Farms and Farmhouses
Before enclosure farms lined the village streets of nucleated villages, or lay isolated in areas of scattered settlement. All had farmyards surrounded by individual farmbuildings built over time for a variety of purposes. The barn was usually the most substantial farmbuilding, and many medieval and early modern barns have outlived the other structures. Some information about the character of vanished types of medieval farmbuildings can be gained from documents, especially those produced by major religious houses about their own farms (granges). The farmhouse often survives. Many have have been continuously occupied since they were first built and so contain much older fabric than is evident externally.
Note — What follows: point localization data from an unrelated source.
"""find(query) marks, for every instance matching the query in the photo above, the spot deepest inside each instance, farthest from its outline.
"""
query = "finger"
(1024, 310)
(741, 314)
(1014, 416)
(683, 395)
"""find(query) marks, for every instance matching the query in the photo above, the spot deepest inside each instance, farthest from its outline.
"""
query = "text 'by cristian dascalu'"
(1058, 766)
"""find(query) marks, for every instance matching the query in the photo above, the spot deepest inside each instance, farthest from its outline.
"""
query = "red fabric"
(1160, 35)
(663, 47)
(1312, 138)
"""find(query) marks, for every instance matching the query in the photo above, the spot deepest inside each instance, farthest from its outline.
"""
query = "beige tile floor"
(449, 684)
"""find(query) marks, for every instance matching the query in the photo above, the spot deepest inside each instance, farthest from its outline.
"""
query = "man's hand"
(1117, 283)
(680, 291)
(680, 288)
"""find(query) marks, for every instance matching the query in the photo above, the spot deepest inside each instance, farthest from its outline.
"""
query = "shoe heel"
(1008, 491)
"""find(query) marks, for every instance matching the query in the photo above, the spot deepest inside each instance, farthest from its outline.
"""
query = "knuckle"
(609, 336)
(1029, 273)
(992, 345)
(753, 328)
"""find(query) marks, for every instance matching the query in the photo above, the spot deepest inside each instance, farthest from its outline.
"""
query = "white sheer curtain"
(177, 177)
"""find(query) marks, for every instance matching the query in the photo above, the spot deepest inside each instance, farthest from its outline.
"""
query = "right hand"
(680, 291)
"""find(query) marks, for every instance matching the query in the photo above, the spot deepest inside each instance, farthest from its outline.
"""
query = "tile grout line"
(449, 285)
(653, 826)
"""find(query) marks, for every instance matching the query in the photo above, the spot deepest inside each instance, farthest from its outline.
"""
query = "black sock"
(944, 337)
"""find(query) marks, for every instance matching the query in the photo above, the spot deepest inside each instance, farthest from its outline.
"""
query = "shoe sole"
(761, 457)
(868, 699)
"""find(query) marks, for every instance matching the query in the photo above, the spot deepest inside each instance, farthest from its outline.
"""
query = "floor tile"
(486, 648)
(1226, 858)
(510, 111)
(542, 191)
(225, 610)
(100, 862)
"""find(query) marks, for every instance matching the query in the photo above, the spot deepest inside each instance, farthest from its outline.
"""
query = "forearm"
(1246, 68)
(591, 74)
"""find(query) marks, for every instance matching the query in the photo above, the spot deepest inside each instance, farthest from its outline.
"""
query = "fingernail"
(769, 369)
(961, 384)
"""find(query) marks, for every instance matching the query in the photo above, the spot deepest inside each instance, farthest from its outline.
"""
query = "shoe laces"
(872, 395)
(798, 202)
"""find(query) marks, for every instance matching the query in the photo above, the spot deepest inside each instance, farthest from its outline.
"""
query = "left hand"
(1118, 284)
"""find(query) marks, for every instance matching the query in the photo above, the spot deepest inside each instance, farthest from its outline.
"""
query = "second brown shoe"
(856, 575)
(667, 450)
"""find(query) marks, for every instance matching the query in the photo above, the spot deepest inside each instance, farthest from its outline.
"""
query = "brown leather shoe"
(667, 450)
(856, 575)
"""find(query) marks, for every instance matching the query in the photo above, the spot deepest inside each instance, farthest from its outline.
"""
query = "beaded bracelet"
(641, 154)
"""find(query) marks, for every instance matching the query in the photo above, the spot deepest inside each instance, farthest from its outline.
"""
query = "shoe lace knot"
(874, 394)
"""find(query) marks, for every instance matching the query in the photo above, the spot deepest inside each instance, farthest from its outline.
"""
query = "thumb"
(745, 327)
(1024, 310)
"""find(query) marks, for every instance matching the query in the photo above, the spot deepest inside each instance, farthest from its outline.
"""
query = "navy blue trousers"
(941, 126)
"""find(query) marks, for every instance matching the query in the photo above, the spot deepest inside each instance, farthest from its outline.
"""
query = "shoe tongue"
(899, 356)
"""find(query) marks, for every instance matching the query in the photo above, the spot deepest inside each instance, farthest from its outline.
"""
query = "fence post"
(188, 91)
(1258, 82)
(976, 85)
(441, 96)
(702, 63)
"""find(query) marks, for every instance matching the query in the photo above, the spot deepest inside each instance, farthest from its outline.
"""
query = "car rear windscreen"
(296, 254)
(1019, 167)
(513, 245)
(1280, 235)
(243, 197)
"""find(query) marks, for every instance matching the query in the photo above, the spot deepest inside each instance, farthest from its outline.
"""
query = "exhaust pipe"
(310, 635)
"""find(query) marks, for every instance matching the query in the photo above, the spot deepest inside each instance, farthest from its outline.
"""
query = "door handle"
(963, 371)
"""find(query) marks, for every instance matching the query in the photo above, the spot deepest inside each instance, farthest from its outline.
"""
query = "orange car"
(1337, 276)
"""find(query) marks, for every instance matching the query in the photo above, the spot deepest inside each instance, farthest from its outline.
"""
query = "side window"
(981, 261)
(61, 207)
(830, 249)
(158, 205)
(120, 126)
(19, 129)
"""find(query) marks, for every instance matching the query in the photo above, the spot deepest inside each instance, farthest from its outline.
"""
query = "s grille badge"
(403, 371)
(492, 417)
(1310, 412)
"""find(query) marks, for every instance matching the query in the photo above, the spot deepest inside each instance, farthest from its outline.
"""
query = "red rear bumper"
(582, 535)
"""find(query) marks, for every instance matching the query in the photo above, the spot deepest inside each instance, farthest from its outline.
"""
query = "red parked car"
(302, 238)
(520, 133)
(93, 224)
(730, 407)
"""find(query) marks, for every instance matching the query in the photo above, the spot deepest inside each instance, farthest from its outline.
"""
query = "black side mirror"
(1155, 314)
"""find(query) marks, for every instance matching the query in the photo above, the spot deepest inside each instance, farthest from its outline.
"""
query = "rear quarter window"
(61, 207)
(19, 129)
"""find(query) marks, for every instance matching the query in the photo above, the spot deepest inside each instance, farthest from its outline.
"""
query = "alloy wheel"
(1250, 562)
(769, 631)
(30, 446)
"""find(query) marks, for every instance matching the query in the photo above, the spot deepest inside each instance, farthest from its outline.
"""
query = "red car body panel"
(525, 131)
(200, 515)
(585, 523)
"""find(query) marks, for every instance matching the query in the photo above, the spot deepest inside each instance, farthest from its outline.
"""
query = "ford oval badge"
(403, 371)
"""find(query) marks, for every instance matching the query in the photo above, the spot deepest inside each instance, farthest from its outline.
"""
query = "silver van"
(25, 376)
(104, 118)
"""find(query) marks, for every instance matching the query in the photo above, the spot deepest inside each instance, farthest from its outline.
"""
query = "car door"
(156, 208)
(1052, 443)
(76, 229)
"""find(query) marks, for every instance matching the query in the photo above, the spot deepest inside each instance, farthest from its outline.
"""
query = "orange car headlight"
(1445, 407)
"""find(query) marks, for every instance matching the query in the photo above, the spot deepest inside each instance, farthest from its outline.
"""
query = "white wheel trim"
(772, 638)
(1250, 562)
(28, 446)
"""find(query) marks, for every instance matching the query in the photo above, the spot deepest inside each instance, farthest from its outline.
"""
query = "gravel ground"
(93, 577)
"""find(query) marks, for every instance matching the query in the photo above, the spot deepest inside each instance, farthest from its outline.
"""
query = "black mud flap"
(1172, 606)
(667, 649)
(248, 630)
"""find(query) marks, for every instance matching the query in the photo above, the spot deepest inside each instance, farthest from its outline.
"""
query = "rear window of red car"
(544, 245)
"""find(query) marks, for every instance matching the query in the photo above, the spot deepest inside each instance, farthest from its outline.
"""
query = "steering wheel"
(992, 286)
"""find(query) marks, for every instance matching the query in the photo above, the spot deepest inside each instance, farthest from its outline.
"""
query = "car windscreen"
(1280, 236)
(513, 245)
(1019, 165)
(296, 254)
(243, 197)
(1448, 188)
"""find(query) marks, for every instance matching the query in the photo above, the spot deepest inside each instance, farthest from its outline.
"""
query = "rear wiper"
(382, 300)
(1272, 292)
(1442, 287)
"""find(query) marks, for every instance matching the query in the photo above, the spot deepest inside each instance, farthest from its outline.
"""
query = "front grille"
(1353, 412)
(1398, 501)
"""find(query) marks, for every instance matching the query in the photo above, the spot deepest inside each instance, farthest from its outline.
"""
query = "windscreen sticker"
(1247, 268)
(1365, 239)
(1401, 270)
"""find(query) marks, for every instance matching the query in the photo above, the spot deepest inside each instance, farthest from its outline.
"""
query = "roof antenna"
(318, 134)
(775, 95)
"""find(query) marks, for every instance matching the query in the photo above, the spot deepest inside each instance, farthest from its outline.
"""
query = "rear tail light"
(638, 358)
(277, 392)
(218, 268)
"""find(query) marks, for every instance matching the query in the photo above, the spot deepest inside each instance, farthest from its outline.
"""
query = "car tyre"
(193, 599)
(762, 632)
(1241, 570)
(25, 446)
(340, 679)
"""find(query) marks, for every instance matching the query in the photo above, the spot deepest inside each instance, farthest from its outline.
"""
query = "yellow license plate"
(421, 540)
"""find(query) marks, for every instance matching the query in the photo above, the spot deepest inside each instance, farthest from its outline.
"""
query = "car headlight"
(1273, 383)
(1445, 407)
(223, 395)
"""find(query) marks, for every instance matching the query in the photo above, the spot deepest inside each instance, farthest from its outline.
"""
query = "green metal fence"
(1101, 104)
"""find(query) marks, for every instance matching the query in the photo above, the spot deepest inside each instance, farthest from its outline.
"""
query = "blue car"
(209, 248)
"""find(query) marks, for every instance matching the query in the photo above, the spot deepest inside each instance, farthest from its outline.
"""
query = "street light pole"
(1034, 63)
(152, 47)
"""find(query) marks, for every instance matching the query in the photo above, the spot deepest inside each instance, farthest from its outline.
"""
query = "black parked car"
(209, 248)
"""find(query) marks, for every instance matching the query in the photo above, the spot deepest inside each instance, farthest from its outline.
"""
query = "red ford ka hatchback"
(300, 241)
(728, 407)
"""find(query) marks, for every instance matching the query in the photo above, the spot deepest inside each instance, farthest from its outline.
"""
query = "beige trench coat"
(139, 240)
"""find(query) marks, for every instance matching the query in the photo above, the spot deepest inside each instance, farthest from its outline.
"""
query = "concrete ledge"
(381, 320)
In character farmhouses are like other local houses of similar status, but some are adapted to the farming of particular regions. In the fruit-growing Newent area, most farmhouses have attached cider houses, while those in the dairying areas of Wiltshire have cheese lofts for storing whole cheeses. Farmhouses usually have dairies in the coolest part of the house, in order to supply the household with home-made butter and cheese as well as the local market with the surplus. In pig-rearing areas of Wiltshire, pork for home consumption and sale was cured in narrow smoke-chambers adjacent to the chimney. In remote locations, like the Yorkshire wolds, farmers needed to accommodate large numbers of live-in labourers, who in the East Riding were housed in long separate dormitory wings. As farms were amalgamated to form larger units, richer farmers rebuilt or remodelled their houses to resemble polite villas or small country houses. Some farms, especially those established post-enclosure outside settlements, were often provided with farmhouse and farmbuildings to a single design, which was perhaps based on a model invented or copied by a surveyor employed by the landowner.